Anda di halaman 1dari 2

Teori Pemrosesan Informasi

Telah dikembangkan sejumlah teori dan model pemrosesan informasi oleh para
pakar seperti Biaehler dan Snowman (1986), Baine (1986), dan Tennyson (1989). Teori
tersebut berpijak pada tiga asumsi yaitu :
1. Bahwa antara stimulus dan respon terdapat suatu seri tahapan pemrosesan
informasi di mana pada masing-masing tahapan dibutuhkan sejumlah waktu
tertentu.
2. Stimulus yang diproses melalui tahapan-tahan tadi akan mengalami perubahan
bentuk atau isi.
3. Salah satu dari tahapan mempunyai kapasitas yang terbatas (Lusiana, 1992).
Dari ketiga asumsi tersebut, dikembangkan teori tentang komponen struktur dan
pengatur alur pemrosesan informasi (proses kontrol). Komponen pemrosesan informasi
dipilah menjadi tiga berdasarkan perbedaan fungsi, kapasitas, bentuk informasi, serta
terjadinya “lupa”.
Ketiga komponen tersebut adalah:
1) Sensory receptor, merupakan sel tempat pertama kali informasi diterima dari luar.
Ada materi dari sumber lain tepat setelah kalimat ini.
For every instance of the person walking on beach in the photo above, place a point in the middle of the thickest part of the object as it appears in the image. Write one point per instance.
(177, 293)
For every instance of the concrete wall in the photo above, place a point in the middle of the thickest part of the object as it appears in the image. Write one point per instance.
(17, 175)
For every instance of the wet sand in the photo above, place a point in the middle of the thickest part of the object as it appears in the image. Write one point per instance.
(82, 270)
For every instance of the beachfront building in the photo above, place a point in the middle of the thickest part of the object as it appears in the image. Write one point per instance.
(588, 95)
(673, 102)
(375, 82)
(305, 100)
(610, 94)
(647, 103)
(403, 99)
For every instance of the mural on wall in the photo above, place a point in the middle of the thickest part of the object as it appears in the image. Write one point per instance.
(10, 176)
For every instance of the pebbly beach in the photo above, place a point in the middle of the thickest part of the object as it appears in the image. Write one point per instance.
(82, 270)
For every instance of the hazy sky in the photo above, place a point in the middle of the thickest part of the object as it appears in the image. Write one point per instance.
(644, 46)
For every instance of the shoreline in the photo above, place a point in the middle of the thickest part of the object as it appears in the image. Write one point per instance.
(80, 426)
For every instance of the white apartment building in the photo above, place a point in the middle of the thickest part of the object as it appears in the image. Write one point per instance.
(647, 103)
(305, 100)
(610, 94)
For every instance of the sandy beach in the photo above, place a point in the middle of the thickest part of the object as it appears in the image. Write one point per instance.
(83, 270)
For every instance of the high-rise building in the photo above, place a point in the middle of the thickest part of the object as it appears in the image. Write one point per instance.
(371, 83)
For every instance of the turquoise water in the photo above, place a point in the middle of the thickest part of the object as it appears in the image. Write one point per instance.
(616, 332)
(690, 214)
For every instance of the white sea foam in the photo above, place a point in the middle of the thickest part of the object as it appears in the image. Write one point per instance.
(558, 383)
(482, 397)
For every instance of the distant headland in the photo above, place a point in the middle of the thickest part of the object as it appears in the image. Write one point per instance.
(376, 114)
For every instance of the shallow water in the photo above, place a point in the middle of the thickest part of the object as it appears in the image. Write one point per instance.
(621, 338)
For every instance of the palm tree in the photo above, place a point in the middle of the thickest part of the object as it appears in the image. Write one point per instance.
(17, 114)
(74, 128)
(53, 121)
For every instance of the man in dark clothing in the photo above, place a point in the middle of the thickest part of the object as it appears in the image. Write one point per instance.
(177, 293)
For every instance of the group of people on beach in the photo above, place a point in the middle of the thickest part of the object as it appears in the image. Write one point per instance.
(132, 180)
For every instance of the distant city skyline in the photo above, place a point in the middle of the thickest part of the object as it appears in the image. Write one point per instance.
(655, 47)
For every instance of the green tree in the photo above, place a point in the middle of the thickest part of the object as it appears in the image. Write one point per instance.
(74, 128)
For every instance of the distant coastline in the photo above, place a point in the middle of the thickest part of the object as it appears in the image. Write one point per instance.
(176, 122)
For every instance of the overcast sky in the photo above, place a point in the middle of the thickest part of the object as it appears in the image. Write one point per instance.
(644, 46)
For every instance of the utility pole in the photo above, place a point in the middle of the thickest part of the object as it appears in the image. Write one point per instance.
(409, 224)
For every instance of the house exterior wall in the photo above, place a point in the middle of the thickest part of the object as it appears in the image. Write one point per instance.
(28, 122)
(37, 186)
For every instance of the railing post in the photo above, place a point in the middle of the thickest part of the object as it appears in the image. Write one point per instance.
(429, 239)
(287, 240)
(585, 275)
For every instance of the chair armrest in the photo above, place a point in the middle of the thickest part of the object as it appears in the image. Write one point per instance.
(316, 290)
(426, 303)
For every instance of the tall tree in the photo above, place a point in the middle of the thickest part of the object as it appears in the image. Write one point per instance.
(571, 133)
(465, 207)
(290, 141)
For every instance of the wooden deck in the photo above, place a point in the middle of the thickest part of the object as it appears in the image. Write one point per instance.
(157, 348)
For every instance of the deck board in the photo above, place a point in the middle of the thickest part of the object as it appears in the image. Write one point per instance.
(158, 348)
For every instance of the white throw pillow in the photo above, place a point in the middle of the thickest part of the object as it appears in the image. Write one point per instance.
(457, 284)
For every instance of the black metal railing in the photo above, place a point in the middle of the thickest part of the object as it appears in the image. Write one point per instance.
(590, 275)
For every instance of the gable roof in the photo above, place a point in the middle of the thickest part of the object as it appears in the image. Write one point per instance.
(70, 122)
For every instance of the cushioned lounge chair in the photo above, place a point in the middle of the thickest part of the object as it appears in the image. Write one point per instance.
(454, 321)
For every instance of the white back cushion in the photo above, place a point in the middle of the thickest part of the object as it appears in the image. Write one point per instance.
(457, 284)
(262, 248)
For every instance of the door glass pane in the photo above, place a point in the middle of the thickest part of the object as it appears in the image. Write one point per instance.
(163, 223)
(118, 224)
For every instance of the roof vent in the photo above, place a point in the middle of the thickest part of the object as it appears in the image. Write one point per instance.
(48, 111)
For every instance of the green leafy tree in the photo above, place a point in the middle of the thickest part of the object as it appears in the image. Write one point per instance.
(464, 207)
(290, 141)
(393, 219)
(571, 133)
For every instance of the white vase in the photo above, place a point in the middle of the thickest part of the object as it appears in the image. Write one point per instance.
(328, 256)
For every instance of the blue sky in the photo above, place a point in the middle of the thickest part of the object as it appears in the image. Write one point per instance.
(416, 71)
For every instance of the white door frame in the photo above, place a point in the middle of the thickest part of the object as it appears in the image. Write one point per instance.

Di
dalam SR informasi ditangkap dalam bentuk aslinya, informasi hanya dapat
bertahan dalam waktu yang sangat singkat, dan informasi tadi mudah terganggu
atau berganti.
2) Working memory, diasumsikan mampu menangkap informasi yang diberi perhatian
(attention) oleh individu.
Karakteristik WM adalah:
(1) ia memiliki kapasitas yang terbatas, yaitu kurang 7 slots, informasi di dalamnya
hanya bertahan kurang dari 15 detik apabila tanpa upaya pengulangan/rehearsal
(2) informasi dapat disandi dalam bentuk yang berbeda dari stimulus aslinya.
3) Long term memory, diasumsikan (1) berisi semua pengetahuan yang telah dimiliki
oleh individu, (2) mempunyai kapasitas tidak terbatas, dan (3) bahwa sekali
informasi disimpan di dalam LTM ia tidak akan pernah terhapus atau hilang.
Howard (1983) berpendapat bahwa informasi yang disimpan di dalam LTM dalam
bentuk prototipe, yaitu suatu struktur representasi pengetahuan yang telah dimiliki
yang berfungsi sebagai kerangka untuk mengkaitkan pengetahuan baru.
Tennyson (1989) mengemukakan bahwa proses penyimpanan informasi
merupakan proses mengasimilasikan pengetahuan baru pada pengetahuan yang
telah dimiliki, yang selanjutnya berfungsi sebagai dasar pengetahuan.
C. Teori Belajar Menurut Landa
Menururt Landa dalam Irawan (2001:17-18), ada dua proses berfikir yaitu:
(1) proses berfikir algoritmik, yaitu proses berfikir sistematis, tahap demi tahap,
linier, teratur, sekuensial, konvergen, lurus menuju ke satu target tertentu.
(2) proses berfikir heuristik, yaitu cara berfikir divergen, menyebar menuju ke
beberapa target sekaligus.
D. Teori Belajar Menurut Pask dan Scott
Menurut Pask dan Scott, membedakan cara berfikir menyeluruh atau “wholist”
dan serial atau “serialist”.
1. Cara berfikir menyeluruh adalah berfikir yang cenderung melompat ke
depan, langsung ke “gambaran lengkap ” sebuah sistem informasi atau cenderung
mempelajari sesuatu dari tahap yang paling umum, kemudian bergerak kearah yang
lebih khusus (rinci).
2. cara berfikir serialist sama dengan pendekatan algoritmik, namun cara
berfikir menyeluruh tidak sama dengan pendekatan heuristic.
Teori sibernetik lebih menekankan pada sistem informasi yang akan dipelajari,
tetapi kurang memperhatikan bagaimana proses belajar berlangsung, sehingga teori ini
dianggap sulit dipraktekkan. Aplikasi dalam kegiatan instruksional teori ini adalah
sebagai berikut:
1. Menentukan tujuan-tujuan instruksional.
2.Menentukan materi pelajaran.
3. Mengkaji sistem informasi yang terkandung dalam materi tersebut.
4. Menentukan pendekatan belajar yang sesuai dengan sistem informasi itu (apakah
algoritmik ataukah heuristik).
5. Menyusun materi pelajaran dalam urutan yang sesuai dengan sistem informasinya.
6. Menyajikan materi dan membimbing siswa belajar dengan pola yang sesuai dengan
urutan materi pelajaran (Haryati, 2017).